The “non-students” argument, as outlined above, is the argument that those with less than six credit hours are not aware or understanding of student culture or life on campus. Take for instance those still in high school, who are taking a single college course but are not on campus. Another example would be an auditor taking a single class, but also being 80 years old and not engaging on campus. This is honestly likely the fairest argument. However, it once again assumes something inherently problematic: some students are more “student” than others, and that there is some ideal student we all aspire to be, and only those with the capacity and ability to model such an ideal are allowed to use the money of others in the student government. This is problematic as it assumes all students should fit in one bucket, otherwise they cannot be “real students.”
Following this logic, can we say that only those who engage in a minimum of five student organizations be called “real students?” Or even more extreme, how about we exclude students with depression, as it has the ability to hamper academic success? Or, on the contrary, only those who are courageous and seek university services to address mental health issues are “true students,” as they use more of the university’s services and thus are wiser in the ways of Washburn?
Clearly, this concept of an “ideal student” we must all aspire to be is flawed. All students at Washburn are different, unique individuals, and the fact that some of us are quite different from others is not reason to exclude them from using money that they paid, but rather all the more reason to include them.
I yield that, yes, a student who is quite old or quite young will have a different experience than I do. I will also yield that a student of color or a student struggling with physical or mental health will experience a difference as well. But the argument that these “non-students” are not like us, and therefore would do a bad job of representing “ideal-student” views, is just like saying that these “non-students” are not like us, and therefore we cannot adequately represent them. The purpose of the student government is to represent all student needs, not only those precisely like us.
The final argument is the “lack of demand” argument.
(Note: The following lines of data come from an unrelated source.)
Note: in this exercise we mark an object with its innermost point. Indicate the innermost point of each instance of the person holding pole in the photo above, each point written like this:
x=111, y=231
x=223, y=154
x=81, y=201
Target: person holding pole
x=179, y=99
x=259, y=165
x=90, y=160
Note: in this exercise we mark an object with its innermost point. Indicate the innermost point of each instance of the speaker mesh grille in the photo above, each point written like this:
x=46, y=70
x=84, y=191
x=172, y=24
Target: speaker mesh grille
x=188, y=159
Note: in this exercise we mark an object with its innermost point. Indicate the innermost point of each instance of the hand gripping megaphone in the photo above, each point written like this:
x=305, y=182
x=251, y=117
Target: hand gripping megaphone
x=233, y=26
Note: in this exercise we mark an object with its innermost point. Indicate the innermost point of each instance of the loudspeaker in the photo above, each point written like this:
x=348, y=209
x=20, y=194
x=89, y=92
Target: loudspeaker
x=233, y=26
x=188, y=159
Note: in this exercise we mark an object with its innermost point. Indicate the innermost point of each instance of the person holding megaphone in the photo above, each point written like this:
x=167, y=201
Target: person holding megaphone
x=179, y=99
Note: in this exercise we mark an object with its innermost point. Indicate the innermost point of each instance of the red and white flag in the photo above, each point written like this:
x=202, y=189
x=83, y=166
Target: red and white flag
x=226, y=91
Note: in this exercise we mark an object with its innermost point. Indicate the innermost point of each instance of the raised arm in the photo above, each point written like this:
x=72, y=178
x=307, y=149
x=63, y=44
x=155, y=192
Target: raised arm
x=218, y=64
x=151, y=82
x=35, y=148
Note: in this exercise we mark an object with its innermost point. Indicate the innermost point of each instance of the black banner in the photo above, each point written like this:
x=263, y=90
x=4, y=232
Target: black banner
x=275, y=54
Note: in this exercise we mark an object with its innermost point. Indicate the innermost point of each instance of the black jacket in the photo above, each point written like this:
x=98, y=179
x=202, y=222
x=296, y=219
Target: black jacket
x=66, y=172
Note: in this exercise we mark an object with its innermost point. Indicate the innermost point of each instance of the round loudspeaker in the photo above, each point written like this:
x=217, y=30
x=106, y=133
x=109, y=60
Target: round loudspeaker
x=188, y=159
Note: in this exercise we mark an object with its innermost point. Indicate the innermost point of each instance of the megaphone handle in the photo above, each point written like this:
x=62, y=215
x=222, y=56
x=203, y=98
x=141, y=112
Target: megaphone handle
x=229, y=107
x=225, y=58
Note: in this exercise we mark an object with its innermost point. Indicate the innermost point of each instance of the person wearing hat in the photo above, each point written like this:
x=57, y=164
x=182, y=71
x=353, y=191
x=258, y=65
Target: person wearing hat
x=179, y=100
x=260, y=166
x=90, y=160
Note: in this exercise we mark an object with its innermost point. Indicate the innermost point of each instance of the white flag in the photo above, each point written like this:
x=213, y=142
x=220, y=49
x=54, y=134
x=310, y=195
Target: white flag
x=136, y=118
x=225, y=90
This argument is as simple to explain as it is to undermine: some argued that, since there are very few students with less than six credit hours, and since not a single one of these students has ever requested to join Washburn Student Government, this bill will have no effect and thus doesn’t need to be passed. By this logic, the 19th Amendment, the amendment that was passed in 1920 that granted women the right to vote, should only have been passed in 1920, and not a year earlier. Simply put, there were too few women fighting for the right to vote, and therefore allowing them to do so would have had little to no effect. But by 1920, there were so many wanting to vote, it was time to pass the amendment.
This line of thinking is ludicrous! By this logic as well, it follows that if women stop voting or advocating for their right to vote, we’d be perfectly justified in repealing the 19th Amendment! The fact that no one is fighting for their freedom or right is not justification to deny them that right. Indeed, perhaps the reason we are unaware of their fighting is simply because one right which is denied to them is the right to fight.
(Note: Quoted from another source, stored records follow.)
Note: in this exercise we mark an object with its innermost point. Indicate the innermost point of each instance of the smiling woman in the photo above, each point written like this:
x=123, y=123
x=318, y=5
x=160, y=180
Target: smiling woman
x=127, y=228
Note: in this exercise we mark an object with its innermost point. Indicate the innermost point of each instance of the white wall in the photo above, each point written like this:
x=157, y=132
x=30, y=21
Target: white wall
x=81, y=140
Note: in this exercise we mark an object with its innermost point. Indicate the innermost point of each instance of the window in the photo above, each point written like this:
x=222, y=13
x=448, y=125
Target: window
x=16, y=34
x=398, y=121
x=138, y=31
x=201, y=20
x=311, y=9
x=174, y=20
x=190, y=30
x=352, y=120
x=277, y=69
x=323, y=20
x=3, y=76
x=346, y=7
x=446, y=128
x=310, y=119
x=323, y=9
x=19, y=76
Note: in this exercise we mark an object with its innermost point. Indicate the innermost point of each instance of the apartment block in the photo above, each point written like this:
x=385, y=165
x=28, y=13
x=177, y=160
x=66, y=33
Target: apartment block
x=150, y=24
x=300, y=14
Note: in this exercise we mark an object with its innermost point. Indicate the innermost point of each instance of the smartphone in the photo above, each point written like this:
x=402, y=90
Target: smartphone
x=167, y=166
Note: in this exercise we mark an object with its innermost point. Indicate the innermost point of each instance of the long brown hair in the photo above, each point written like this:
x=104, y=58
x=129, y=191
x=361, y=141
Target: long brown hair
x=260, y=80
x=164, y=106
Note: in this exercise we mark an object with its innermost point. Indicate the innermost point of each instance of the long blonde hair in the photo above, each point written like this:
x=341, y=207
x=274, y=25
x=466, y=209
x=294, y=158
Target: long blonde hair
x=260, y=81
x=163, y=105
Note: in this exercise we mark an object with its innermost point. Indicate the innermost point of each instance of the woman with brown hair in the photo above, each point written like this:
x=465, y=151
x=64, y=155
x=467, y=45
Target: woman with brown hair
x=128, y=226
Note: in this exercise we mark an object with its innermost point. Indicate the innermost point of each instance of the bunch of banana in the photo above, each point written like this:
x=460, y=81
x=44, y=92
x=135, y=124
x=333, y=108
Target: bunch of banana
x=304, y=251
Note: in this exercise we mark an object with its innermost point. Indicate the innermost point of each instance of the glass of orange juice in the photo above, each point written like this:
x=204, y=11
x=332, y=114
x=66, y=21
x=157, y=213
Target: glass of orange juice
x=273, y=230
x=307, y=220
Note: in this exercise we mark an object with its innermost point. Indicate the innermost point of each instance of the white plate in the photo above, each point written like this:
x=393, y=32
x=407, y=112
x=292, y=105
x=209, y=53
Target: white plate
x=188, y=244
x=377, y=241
That all being said, I am a senator in Washburn Student Government, and I voted to pass this bill both times when it was brought up. The current host of this bill is planning on dropping it, and it’s at risk of never being brought up again for the foreseeable future. If you happen to be a fewer than six credit hour student, or any student in general interested in this discussion, please send me an email at [email protected], I want to hear everyone’s voices, whether they disagree with me or not. I thank you for reading, and I hope you have a brilliant day.